Matthew Urango, the pop singer, songwriter, multi-instrumentalist, and vocal activist who made music as Cola Boyy, died this past Sunday, a representative of his record label confirmed to Pitchfork. “The one and only Cola Boyy a.k.a Matthew Urango passed peacefully last Sunday,” Record Makers said in a statement. “He was quite a soul, a man with no age, a childlike spirit with the musicality of an old legend. His lyrics, his melodies, the sound of his voice: every side of his music was unique and timeless.” Urango was 34 years old.
“Anyone who knew Matthew knows he had a larger than life personality,” his manager, Jack Sills, wrote on Instagram. “He was always the life of the party and could chop it up with anyone. He was also one of the most talented and down to earth people I’ve ever met. His humor and natural charisma endeared him to whoever he met. Matthew cared enormously for his family, friends and community which he often expressed through his music. He had just finished his next album and was excited to start releasing new music this summer. I will continue to work with his family and @recordmakers to make sure this happens. Love you homie. Cola Boyy Forever!”
Urango was born and raised in Oxnard, California. Growing up, he found himself enmeshed in the city’s punk scene, and, while he enjoyed the community (“The punks that I met when I was in junior high were really nice to me,” he recalled), he was drawn more toward Oxnard’s experimental pop offerings, playing bass in the indie-pop group Sea Lions. “Those were very formative years for me,” Urango said of his Sea Lions days in a 2018 interview. “Playing music and traveling. Getting out of Oxnard. But at the same time pop music was really what was in my head.”
After leaving Sea Lions, Urango signed a deal with Record Makers, the French label co-founded by Air. He released his debut EP, Black Boogie Neon, in September 2018. The disco-pop EP featured included the standout songs “Penny Girl” and “Buggy Tip” among its five tracks. “What pushed me towards disco had much to do with the songs just being so good,” Urango explained of his genre leanings. “In general, great songs were being written during this era of music. Man, the production was so great. It was so innovative, funky and glamorous, but at times very street in its own weird way.”

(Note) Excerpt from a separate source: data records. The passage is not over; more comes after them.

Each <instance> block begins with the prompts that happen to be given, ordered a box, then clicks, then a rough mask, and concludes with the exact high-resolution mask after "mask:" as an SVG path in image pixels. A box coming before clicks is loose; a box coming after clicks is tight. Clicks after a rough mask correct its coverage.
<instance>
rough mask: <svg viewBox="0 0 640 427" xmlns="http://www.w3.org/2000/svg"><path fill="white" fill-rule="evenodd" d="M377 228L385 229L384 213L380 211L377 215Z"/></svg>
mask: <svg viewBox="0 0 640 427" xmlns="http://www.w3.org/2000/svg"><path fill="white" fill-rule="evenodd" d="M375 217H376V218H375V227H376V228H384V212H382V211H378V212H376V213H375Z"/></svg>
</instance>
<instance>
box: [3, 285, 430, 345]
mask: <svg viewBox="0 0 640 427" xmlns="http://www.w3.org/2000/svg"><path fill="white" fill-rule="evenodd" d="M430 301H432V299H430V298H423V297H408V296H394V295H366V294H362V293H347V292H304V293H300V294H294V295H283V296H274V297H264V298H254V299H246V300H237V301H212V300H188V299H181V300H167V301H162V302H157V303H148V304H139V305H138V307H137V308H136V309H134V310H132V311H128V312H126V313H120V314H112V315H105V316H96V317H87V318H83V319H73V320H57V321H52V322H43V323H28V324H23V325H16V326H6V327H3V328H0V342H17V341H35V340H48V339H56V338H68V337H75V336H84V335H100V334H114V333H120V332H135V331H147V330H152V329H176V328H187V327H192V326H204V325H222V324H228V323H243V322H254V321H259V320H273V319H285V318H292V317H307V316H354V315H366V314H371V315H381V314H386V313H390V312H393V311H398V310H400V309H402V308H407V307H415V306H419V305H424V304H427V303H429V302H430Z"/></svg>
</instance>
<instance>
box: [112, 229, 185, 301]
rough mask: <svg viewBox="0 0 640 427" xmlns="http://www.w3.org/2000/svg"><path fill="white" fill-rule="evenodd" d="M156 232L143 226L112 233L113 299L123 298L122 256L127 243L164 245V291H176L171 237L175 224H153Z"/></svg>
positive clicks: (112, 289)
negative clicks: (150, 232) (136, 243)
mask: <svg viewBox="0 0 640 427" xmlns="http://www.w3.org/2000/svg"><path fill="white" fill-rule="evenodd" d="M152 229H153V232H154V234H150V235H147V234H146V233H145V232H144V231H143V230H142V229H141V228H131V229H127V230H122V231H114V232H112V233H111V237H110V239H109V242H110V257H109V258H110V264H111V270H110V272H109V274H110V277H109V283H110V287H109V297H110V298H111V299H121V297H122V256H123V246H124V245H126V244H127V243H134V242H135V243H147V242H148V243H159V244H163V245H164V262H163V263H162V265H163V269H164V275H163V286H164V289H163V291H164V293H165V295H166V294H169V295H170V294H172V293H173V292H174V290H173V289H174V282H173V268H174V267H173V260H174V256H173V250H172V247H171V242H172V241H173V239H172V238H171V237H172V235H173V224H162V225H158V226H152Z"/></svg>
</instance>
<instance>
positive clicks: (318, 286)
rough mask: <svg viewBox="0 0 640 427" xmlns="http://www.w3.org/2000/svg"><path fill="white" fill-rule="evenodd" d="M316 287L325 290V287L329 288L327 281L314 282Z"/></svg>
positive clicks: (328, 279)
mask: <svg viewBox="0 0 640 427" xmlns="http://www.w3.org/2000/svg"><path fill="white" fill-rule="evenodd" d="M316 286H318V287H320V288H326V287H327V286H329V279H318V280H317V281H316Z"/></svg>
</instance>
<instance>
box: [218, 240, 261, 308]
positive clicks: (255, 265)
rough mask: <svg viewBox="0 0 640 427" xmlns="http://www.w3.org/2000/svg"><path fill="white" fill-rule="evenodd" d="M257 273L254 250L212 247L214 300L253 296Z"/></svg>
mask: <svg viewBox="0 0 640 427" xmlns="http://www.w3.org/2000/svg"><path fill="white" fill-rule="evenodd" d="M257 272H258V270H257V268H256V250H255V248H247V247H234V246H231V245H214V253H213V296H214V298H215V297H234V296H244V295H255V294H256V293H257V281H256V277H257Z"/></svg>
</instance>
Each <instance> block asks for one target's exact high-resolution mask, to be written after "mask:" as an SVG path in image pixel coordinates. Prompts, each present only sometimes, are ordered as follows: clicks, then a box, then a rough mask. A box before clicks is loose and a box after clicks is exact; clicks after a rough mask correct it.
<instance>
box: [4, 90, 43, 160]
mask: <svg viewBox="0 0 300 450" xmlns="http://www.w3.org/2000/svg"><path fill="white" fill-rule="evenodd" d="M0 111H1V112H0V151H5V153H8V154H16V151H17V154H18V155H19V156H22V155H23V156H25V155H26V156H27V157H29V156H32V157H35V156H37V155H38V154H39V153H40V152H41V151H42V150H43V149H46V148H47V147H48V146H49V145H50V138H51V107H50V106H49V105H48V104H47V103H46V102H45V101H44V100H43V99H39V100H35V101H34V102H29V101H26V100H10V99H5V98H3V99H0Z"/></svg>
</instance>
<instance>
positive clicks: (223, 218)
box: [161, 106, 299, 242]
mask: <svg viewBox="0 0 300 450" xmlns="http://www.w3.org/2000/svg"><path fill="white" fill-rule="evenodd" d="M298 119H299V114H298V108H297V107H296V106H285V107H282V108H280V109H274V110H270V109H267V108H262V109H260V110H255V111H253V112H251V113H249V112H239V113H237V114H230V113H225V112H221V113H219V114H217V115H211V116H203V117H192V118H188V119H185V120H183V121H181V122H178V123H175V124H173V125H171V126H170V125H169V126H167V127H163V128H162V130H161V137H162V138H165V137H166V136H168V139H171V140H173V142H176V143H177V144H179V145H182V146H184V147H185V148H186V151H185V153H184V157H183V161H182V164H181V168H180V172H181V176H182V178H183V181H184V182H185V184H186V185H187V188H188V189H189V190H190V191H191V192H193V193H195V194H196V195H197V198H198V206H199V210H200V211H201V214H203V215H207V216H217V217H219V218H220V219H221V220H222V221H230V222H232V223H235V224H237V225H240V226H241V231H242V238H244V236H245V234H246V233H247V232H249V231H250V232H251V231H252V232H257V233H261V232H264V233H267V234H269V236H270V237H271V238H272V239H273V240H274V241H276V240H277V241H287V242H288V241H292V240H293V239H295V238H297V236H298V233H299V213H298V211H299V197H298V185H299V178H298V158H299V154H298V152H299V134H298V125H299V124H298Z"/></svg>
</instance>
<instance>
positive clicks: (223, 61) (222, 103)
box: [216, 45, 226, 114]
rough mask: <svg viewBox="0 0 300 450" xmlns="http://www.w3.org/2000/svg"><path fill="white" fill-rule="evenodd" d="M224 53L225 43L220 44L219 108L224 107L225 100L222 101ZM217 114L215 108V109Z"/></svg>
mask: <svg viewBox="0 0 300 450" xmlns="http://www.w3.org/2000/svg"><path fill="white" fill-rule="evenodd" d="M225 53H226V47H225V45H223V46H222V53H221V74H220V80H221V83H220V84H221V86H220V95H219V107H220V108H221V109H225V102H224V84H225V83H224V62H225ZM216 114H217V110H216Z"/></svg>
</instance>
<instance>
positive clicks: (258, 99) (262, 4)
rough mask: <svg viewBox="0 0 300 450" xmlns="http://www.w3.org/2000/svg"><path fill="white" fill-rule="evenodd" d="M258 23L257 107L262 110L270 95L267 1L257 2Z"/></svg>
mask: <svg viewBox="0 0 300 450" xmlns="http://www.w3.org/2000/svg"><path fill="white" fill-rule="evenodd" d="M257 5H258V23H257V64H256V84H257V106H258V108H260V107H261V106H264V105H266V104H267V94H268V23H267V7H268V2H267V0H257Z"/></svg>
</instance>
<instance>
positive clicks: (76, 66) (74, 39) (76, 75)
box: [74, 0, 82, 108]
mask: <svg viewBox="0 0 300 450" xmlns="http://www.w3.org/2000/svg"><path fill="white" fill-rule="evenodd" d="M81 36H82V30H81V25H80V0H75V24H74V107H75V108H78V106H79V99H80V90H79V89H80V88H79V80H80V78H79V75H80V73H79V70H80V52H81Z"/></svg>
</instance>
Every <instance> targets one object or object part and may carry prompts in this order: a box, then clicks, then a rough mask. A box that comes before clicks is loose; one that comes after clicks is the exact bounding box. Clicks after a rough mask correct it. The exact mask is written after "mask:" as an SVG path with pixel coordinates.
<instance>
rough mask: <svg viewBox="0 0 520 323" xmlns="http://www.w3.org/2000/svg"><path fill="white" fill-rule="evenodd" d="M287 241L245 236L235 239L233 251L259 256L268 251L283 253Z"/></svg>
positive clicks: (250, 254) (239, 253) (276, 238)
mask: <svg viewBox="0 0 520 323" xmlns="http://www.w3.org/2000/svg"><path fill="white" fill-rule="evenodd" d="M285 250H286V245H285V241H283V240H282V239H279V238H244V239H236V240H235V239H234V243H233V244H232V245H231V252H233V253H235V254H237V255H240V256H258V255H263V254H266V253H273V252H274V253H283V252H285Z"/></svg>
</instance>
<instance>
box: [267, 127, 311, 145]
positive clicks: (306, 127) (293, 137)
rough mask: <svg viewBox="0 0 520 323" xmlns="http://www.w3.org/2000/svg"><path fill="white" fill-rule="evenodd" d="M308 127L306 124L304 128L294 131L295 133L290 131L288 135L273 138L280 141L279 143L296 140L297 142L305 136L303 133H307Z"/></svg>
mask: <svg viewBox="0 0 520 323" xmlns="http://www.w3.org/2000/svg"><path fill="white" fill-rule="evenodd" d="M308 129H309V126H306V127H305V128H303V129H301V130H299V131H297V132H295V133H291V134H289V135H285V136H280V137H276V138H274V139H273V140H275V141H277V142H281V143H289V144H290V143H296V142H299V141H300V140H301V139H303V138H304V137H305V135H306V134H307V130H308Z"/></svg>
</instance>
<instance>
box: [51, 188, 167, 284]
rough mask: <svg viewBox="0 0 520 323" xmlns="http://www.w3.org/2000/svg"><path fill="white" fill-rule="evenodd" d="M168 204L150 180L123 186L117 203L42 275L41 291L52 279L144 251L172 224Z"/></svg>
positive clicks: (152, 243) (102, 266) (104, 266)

As his music grew in popularity, Urango maintained his work as an activist, imbuing his songs with his politics. “There’s a sort of little extra song at the end of ‘Buggy Tip’ with piano and strings. That part is about my girlfriend, and me saying even though we are in romance, we must remain dedicated to our organizing,” he revealed. “The love we have should extend out and be a part of what fuels us to keep struggling in a revolutionary sense.”
The “organizing” to which Urango alluded included his work with Todo Poder al Pueblo, a leftist collective that, in its own words, fights “for the self-defense and empowerment of our community as a response towards the escalation of repressive measures aimed at migrantes, families and workers.”
Urango’s politics were also informed by the conditions with which he was born: spina bifida, kyphosis, and scoliosis. “Not a lot of artists are visibly disabled,” he once told an interviewer. “Society wants us to stay inside and to be timid and docile, and to not feel confident, or cool, or sexy. They just don’t want us to feel any of that, you know? So, in my life, that often weighed me down, but it didn’t ever stop me, I’ve always been a very outgoing person but still not the most confident, I’m still very critical of myself.”
Urango also lived with a prosthetic leg, and he referenced the experience with the title of his debut Cola Boyy album, 2021’s Prosthetic Boombox. The album followed a notable guest appearance alongside the Clash’s Mick Jones on the Avalanches’ “We Go On.” It also boasted several notable artists, such as the Avalanches, Air’s Nicolas Godin, John Carroll Kirby, and MGMT’s Andrew VanWyngarden.
Artists have shared tributes in honor of the late artist, including Chromeo, Cloud Nothings, Speedy Ortiz, St. Panther, Webbed Wing’s Taylor Madison, and Dead Heat. “We are deeply saddened to learn of the passing of our friend and collaborator Matthew Urango Cola Boyy,” the Avalanches wrote on X. “Matthew was the most effervescent hilarious talented &passionate guy you could ever meet. He was a man of his convictions and of his word. He will be greatly missed by so many and we send all our love today to his friends and family.”